Ayrıca, kornea, eğriliğinde enfeksiyöz olmayan iltihaplanma, ülserasyon ve konjenital değişikliklere maruz kalabilir. Korneanın tutulumunu öne süren semptomlar arasında ağrı, özellikle ışığa maruz kalma ve görmenin azalması vardır.

En sık görülen kornea bozuklukları şunlardır:

  • Keratokonus : Kornea yüzeyinin progresif bozulmasına neden olan dejeneratif hastalık. Normalde yuvarlak kornea incelir ve dışa doğru çıkıntı yapan ve koni şeklinde bir görünüm alarak eğriliğini değiştirmeye başlar. Keratokonus ışığın iç oküler yapılara doğru geçişine izin vermez ve korneanın kırılma gücünü değiştirerek görme keskinliğine neden olur.
  • Kornea aşınması : toz, kum, odun yongaları, metal parçacıkları veya korneayı çizebilecek veya kesebilecek diğer malzemelerle temasın neden olduğu yüzeysel lezyon. Korneanın aşınması durumunda, gözdeki taneciklik hissi ve artan yırtılma, konjonktival kızarıklık, fotofobi, görme bulanıklığı ve baş ağrısı ile kornea ağrısı hissedebilirsiniz.
  • Korneal ülser: Korneanın genellikle enflamatuar veya enfeksiyöz bir süreçten kaynaklanan şiddetli lezyonu, aynı zamanda mekanik travmalar (yabancı cisimlerin penetrasyonu veya oküler yüzeyin aşınması), kimyasal hasar, göz kapağı anormallikleri (örneğin kronik blefarit, entropion ve trichiasis), şiddetli alerjik reaksiyonlar veya beslenme yetersizlikleri (özellikle: protein yetersiz beslenme ve A vitamini eksikliği). Kornea ülseri açık bir yaraya benzer ve stroma ve altta yatan iltihaplanma ile birlikte epitelyal (yüzeyel) tabakanın kesilmesiyle karakterize edilir. Belirtileri lezyonun nedenleri, büyüklüğü ve derinliğine bağlıdır. Komplikasyonları ve kalıcı hasarı önlemek için tedavi hemen yapılmalıdır.

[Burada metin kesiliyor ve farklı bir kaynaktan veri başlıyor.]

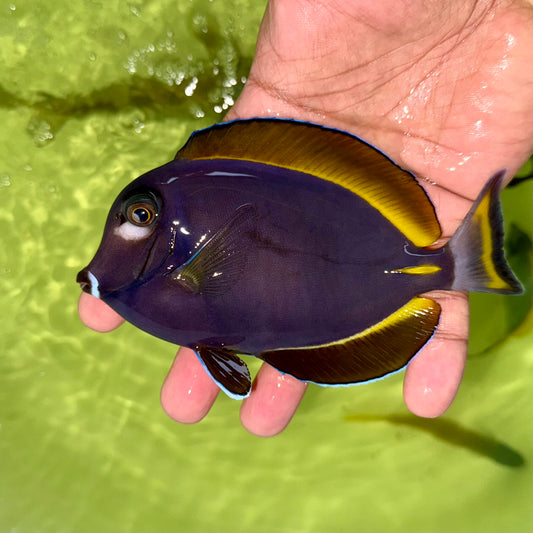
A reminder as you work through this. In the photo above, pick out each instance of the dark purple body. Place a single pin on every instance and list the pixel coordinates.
(317, 269)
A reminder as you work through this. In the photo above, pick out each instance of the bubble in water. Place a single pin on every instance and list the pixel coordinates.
(40, 131)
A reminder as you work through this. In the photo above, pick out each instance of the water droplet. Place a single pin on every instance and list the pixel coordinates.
(189, 90)
(40, 131)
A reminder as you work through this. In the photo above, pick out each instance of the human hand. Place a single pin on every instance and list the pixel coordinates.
(443, 88)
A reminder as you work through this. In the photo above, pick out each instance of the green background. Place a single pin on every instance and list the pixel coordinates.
(91, 95)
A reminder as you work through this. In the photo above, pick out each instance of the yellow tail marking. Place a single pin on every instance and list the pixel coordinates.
(481, 217)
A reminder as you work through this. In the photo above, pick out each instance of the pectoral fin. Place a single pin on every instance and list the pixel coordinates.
(372, 354)
(227, 370)
(221, 260)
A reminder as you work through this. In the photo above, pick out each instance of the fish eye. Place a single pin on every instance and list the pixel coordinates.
(142, 210)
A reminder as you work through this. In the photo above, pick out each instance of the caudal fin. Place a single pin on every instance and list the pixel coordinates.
(477, 246)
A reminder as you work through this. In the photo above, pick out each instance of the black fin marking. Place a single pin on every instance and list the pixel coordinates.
(227, 370)
(372, 354)
(477, 246)
(221, 260)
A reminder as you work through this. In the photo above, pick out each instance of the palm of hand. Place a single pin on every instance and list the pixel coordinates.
(443, 89)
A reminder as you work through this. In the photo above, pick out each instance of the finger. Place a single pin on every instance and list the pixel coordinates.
(273, 402)
(432, 378)
(188, 392)
(97, 315)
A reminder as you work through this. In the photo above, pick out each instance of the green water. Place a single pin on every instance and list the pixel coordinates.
(92, 94)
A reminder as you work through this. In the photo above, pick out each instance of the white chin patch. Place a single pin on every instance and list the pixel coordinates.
(95, 291)
(129, 232)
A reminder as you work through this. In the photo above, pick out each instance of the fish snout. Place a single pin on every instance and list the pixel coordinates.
(88, 282)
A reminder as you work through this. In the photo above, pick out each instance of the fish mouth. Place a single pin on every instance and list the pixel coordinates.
(88, 282)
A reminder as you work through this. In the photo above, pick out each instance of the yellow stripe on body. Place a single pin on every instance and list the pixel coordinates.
(327, 154)
(420, 270)
(371, 354)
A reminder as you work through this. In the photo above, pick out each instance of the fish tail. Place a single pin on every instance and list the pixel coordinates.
(477, 246)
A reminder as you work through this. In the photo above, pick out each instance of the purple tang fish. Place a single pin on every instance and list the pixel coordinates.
(298, 244)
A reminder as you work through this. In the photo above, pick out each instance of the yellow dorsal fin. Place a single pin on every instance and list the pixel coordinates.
(372, 354)
(328, 154)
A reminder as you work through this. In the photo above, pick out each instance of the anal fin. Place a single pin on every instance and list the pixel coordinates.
(227, 370)
(372, 354)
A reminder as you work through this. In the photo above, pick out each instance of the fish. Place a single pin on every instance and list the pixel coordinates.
(301, 245)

  • Keratit : Korneanın enflamatuar süreci, enfeksiyonlar (virüsler, bakteriler, protozoalar, mantarlar), fiziksel ajanlar (örneğin ultraviyole ışınları) veya sistemik hastalıklar (romatoid artrit veya yayılmış vaskülit) gibi çeşitli faktörlerin neden olduğu, hemen hemen derin. Keratit, küçük yüzeysel erozyonlar (mini epitel kalınlaşma), korneanın içine yayılmış opaklık (stromal sızma), görme kaybı, ağrı ve ışığa karşı toleranssızlık ile ortaya çıkabilir. İyileştikten sonra, sadece bazı durumlarda kalıcı mikro çatlaklar bırakabilir.

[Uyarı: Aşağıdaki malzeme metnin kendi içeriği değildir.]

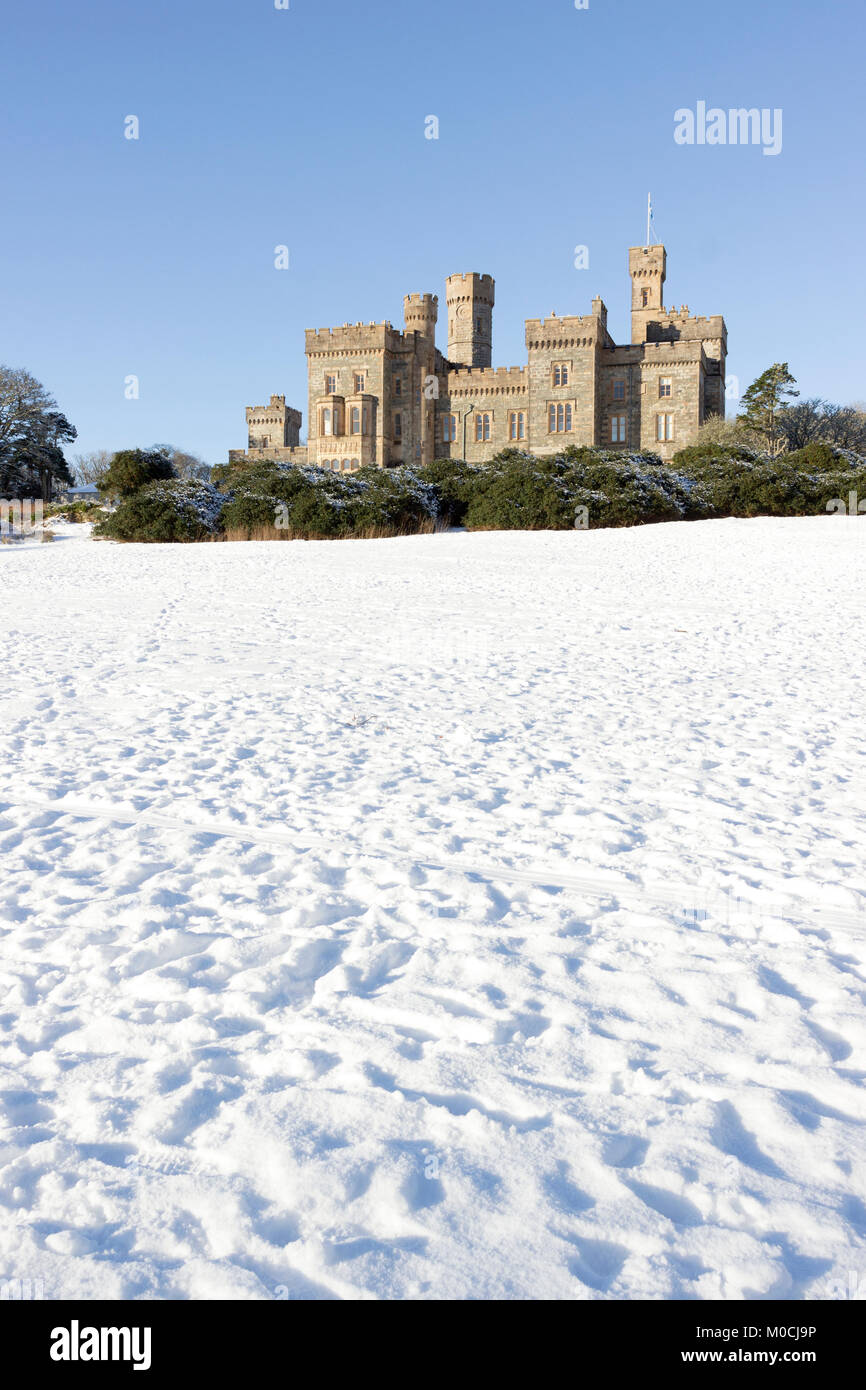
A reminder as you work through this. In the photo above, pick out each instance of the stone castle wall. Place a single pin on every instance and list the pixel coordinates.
(380, 395)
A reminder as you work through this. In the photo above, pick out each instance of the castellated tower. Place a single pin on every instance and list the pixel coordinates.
(420, 314)
(648, 268)
(470, 319)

  • Kornea ödemi: korneanın içinde fazla miktarda sulu içerik var.
  • Kornea distrofisi : Korneayı etkileyen inflamatuar olmayan genetik hastalıkların heterojen grubu; değişken bir görsel açığa neden olan opaklığın oluşumu ile karakterize edilirler.
  • Kornea neovaskülarizasyonu : limbustan kan damarlarının aşırı büyümesi nedeniyle korneanın vasküler istilası (stroma ve sklera konjonktiva arasındaki bölge); İşlem, çevresindeki epitel hücrelerin göçüne ve oksijen yoksunluğuna ikincil olabilir. Kornea dokusundaki kan damarlarının büyümesi opaklaşmaya ve görmenin azalmasına neden olabilir.